Immunohistochemical Staining
Consecutive coronal sections were cut at 4-μm intervals from approximately bregma-1.0–3.0 mm in order to collect the lesioned cortex for immunohistochemistry. Endogenous peroxidase was blocked using 3 % H2O2/methanol following routine deparaffinization. The sections were then incubated in blocking buffer (10 % normal goat serum in PBS) for 30 min to prevent nonspecific binding. After blocking, the sections were then incubated with primary antibodies against Nrf2 (1:100, Abcam) overnight at 4 °C. After being washed three times in PBS for 5 min respectively the sections were incubated with horseradish peroxidase-conjugated IgG (1:500; Santa Cruz Biotechnology) for 60 min. Nrf2 was visualized by utilizing 3,3′-diaminobenzidine (DAB)/H2O2 solution. Cell nuclei were counterstained with hematoxylin. In the process of cell counting, six random fields in each coronal section were chosen using the high power magnification (×400). The experiment was performed by two investigators who were blinded to the grouping.
Nissl Staining
The detection method was carried out according to the specification of the Nissl Staining Solution (Beyotime Biotech). Four micrometer sections were hydrated in 1 % toluidine blue for Nissl staining at 50 °C for 20 min, and rinsed with double distilled water. The sections were then dehydrated and mounted with Permount. A large cell body, with abundant cytoplasm, and with substantially significant levels of Nissl body represents a normal neuron. However some other cell forms such as a shrunken cell body, condensed nuclei, reduced or disappearance Nissl body represents a damaged cell. Cell counting was conducted as described above. A total of six sections (×400) from each group were used for quantification. The experiment was performed by two investigators who blinded to the grouping.
Determination of Glutathione Peroxidase (GPx), Superoxide Dismutase (SOD) and Malondialdehyde (MDA)

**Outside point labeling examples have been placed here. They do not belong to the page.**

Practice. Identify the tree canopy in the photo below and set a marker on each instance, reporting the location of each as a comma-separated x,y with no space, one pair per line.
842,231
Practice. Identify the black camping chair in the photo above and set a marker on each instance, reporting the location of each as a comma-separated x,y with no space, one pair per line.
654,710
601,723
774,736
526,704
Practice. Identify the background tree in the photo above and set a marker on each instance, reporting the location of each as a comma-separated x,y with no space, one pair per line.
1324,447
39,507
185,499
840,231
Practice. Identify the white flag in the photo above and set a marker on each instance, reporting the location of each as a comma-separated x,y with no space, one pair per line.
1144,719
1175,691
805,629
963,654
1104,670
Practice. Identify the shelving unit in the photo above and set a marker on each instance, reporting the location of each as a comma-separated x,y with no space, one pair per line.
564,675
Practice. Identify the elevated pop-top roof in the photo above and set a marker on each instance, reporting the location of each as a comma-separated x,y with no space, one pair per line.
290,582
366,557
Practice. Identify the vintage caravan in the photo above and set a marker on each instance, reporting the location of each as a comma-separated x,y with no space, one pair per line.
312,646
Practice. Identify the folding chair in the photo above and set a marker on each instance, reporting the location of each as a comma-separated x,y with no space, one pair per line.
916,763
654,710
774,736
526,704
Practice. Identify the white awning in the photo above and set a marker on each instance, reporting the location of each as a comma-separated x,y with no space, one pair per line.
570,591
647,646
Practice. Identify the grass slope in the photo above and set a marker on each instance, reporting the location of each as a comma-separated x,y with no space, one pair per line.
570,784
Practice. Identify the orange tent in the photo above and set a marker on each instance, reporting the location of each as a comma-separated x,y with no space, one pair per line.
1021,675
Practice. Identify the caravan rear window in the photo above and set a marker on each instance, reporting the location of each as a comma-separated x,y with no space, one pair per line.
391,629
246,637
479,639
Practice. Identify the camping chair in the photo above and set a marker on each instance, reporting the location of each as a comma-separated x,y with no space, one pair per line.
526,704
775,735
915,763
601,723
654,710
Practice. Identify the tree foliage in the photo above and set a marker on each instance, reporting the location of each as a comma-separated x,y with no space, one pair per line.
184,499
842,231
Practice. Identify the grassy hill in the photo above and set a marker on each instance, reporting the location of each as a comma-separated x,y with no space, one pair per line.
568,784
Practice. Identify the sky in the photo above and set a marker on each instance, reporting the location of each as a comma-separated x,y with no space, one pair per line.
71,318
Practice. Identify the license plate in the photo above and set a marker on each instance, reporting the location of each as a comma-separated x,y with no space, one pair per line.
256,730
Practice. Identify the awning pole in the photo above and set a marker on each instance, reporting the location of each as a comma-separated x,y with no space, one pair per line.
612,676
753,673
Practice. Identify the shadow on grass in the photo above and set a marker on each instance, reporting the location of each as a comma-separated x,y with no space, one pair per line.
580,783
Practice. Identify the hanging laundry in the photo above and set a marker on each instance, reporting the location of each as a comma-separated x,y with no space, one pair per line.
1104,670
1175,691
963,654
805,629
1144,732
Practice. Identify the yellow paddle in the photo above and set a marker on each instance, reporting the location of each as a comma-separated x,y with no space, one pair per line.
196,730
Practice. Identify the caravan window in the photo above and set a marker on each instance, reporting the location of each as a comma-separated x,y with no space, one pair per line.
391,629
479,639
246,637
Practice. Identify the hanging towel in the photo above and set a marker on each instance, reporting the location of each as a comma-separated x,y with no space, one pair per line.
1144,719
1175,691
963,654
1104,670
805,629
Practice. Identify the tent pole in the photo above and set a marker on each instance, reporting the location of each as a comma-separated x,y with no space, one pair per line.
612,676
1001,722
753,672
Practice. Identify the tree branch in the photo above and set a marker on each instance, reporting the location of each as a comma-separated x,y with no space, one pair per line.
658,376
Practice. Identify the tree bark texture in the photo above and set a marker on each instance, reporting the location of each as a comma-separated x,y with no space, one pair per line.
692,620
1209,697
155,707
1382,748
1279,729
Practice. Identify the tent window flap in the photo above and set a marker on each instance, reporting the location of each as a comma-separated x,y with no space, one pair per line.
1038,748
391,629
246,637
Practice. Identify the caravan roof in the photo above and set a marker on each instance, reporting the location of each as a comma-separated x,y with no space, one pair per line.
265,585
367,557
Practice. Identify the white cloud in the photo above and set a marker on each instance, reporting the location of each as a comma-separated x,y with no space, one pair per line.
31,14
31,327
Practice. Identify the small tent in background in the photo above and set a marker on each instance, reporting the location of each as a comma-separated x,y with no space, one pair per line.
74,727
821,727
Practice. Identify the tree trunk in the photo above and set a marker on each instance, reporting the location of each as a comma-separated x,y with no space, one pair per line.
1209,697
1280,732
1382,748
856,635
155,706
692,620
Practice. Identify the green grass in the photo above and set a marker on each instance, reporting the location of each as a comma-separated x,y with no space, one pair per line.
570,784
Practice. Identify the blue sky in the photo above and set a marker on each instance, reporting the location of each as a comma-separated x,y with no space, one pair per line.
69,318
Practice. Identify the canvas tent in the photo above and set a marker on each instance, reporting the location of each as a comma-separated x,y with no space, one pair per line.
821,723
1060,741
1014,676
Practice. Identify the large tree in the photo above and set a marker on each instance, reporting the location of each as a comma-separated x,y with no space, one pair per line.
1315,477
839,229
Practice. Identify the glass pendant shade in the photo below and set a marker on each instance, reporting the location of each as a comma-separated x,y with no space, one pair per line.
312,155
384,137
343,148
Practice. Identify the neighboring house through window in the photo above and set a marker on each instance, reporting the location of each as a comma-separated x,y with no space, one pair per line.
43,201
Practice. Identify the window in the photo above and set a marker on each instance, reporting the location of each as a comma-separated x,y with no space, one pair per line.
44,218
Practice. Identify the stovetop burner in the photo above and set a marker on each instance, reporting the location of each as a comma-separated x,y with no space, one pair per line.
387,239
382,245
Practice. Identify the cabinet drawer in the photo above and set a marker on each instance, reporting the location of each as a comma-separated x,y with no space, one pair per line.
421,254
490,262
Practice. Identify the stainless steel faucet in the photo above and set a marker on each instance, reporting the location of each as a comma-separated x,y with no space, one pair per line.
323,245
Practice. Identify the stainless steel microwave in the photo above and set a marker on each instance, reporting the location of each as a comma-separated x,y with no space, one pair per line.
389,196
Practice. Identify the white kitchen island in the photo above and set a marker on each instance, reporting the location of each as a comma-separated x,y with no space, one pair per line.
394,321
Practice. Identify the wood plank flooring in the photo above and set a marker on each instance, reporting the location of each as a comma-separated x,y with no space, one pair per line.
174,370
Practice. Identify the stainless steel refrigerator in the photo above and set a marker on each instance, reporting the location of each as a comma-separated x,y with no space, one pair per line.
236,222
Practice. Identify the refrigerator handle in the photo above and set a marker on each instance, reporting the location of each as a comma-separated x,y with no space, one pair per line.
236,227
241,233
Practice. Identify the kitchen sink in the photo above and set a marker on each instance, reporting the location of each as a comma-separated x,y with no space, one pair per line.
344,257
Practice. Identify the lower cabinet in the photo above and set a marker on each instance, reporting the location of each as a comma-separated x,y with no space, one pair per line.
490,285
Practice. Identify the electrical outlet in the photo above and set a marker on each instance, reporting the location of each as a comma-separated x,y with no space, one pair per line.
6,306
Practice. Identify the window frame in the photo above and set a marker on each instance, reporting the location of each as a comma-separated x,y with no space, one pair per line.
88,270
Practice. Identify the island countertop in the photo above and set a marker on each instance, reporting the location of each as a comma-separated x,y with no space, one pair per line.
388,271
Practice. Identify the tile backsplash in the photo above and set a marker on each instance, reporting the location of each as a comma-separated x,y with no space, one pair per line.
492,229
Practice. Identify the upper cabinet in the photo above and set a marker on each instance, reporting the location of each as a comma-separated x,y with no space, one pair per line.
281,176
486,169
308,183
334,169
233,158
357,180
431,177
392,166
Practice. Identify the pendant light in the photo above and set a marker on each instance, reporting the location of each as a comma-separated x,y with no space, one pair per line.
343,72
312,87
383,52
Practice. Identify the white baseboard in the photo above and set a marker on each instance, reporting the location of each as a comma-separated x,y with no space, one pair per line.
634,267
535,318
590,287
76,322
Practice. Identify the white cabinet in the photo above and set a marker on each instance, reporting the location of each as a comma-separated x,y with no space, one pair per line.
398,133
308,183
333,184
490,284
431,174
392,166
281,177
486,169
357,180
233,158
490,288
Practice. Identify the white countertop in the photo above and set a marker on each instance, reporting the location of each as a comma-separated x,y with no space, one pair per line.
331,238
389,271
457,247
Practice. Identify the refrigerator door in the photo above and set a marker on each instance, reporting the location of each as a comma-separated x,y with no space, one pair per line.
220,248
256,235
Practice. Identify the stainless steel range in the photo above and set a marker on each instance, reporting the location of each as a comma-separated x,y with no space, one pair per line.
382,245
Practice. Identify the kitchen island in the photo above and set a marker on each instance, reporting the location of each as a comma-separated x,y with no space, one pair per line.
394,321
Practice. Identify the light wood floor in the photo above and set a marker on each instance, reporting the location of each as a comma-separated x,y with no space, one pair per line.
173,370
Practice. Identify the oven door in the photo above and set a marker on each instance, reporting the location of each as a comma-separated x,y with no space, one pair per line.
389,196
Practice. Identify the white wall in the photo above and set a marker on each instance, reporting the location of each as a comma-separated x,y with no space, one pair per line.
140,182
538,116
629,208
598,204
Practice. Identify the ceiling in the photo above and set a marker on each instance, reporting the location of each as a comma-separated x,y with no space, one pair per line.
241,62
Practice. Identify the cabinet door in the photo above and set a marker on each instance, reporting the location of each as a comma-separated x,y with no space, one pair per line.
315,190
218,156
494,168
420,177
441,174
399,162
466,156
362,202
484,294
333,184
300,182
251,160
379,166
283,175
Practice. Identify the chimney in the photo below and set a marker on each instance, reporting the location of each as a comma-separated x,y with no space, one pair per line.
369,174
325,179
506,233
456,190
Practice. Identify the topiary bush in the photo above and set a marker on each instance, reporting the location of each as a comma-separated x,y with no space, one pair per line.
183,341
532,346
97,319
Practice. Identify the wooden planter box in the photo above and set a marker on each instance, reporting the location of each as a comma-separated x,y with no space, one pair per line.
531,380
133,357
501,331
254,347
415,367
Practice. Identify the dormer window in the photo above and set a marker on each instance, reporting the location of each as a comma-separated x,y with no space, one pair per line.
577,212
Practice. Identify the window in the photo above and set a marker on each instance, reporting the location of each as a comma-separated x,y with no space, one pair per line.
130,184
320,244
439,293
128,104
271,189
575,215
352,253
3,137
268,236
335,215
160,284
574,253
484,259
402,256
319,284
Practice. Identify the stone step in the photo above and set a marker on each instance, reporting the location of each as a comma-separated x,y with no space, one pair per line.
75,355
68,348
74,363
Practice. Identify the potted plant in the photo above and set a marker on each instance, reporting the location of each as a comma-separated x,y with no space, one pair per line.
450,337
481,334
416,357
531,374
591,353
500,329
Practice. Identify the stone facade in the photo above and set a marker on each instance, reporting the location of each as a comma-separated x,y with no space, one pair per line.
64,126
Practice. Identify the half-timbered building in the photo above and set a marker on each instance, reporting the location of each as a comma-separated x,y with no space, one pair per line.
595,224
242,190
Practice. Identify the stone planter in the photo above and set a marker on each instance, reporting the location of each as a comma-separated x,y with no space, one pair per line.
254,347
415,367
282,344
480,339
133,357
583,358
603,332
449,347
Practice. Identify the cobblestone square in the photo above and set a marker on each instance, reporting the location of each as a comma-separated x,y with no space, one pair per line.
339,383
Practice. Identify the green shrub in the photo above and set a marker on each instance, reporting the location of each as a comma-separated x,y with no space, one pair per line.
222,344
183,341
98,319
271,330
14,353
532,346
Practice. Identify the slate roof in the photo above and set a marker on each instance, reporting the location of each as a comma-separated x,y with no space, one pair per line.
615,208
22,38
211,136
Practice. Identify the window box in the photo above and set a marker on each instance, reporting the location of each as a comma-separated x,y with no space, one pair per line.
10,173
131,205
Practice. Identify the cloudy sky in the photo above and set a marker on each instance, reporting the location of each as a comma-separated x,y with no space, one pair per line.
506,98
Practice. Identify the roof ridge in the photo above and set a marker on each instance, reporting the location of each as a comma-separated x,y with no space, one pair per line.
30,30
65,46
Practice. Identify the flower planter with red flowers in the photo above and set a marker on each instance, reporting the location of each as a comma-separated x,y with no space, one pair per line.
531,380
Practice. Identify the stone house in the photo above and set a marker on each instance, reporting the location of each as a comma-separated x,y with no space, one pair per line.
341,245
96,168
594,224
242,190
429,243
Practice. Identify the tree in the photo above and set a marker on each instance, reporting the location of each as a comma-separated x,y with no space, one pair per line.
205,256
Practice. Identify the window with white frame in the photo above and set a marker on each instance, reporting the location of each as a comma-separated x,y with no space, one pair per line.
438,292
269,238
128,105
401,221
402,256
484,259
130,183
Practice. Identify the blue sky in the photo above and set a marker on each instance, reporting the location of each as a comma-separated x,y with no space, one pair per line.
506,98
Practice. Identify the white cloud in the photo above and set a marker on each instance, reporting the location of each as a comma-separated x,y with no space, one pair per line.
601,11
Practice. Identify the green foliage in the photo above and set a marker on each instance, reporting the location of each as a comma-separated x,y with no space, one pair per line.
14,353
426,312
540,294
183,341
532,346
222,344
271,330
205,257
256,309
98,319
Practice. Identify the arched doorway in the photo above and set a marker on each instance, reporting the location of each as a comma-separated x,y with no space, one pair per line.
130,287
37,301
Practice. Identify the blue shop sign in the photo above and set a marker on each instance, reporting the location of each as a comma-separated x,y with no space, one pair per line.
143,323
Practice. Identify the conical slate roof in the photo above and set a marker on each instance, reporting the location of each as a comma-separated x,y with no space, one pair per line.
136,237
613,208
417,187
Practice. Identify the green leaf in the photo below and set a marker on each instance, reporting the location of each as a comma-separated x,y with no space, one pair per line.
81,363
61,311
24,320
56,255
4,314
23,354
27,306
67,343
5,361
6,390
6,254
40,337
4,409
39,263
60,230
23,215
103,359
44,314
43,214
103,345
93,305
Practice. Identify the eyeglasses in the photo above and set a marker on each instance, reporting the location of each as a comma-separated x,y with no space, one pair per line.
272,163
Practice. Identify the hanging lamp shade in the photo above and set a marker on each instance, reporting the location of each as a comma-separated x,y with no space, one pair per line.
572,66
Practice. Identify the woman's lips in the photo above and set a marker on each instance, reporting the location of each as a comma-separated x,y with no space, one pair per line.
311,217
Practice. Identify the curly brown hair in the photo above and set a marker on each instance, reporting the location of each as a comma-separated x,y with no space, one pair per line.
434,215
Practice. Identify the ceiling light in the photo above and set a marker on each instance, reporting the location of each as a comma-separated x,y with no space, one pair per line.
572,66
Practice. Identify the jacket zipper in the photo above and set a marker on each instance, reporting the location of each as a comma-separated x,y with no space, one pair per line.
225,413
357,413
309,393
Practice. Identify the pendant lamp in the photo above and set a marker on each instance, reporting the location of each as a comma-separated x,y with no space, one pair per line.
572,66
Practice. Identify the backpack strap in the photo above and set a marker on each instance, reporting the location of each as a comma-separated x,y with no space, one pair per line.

Protein was extracted from the lesioned hemisphere according to the instructions provided by the manufacturer (Nanjing Jiancheng Biochemistry Co., Nanjing, China). GPx, SOD, and MDA content in the total protein were measured using commercial kits (Nanjing Jiancheng Biochemistry Co.) and conducted according to the instructions provided by the manufacturer. Absorbance values were collected using a spectrophotometer. Protein concentrations were determined by applying the Bradford method. The activity of GPx, SOD, and MDA was expressed as U/mg protein, U/mg protein, and nmol/mg protein, respectively.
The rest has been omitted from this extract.